At first glance, Monique appears to have done well for herself. She’s “Madame Twenty,” and runs an immense, successful business empire. She lives in an affluent neighbourhood, but when Bekker first sees Monique, she’s frantically packing suitcases into her car:
And he recognized her, or actually it was the other way around: it was as though he was back in Ostend, and from there was being allowed to look into this distant future. So this woman, with her chic white summer dress, who must be fifty or fifty-one, who had black hair instead of blonde, was playing the role of Monique Ilegems as older woman?
Bekker knows Monique well enough to realize that something is wrong: “Something unusual had happened right before he showed up.” Monique finishes loading her car, opens the passenger door, and Bekker gets in. And so it begins. …
Bekker finds himself on the run with Monique. Soon he’s swapping out cars, aiding and abetting her escape, and even though he realizes that “she was using him. Just like back then,” he slides back into his previous relationship with Monique
It was as though he had boarded a ship that was sailing out of a harbor.

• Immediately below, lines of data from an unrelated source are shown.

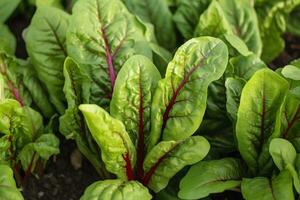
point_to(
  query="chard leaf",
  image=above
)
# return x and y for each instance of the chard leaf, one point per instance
(279, 187)
(169, 157)
(284, 156)
(291, 72)
(258, 118)
(157, 13)
(6, 8)
(8, 188)
(46, 46)
(246, 66)
(117, 150)
(7, 40)
(234, 87)
(131, 101)
(20, 82)
(15, 122)
(230, 18)
(43, 147)
(132, 97)
(187, 15)
(180, 98)
(72, 126)
(116, 190)
(207, 177)
(291, 110)
(107, 37)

The rest of the book follows Bekker and Monique on the run, spiraling into one disaster after another as they careen across Australia until finally there is nowhere left to hide. Underneath the plot, there’s the idea that the force of one person’s character can completely swarm and dominate the will of another human being. The relationship between Bekker and Monique is a paler version of serial killer teams in which one of the pair keeps psychological control of the other, with the weaker one needing the power and control of the stronger partner and the stronger partner needing the obedience of the weaker partner. There are several moments when Bekker experiences a thrill at his almost hallucinatory journey, of giving up control, and Monique’s life, which has taken a down slide, becomes an exciting adventure with Bekker at her side and obeying her demands. Yes a murder does occur in this book, and it’s another step in Bekker’s trip to hell.
Delay isn’t as good as The Vanishing but I still enjoyed it.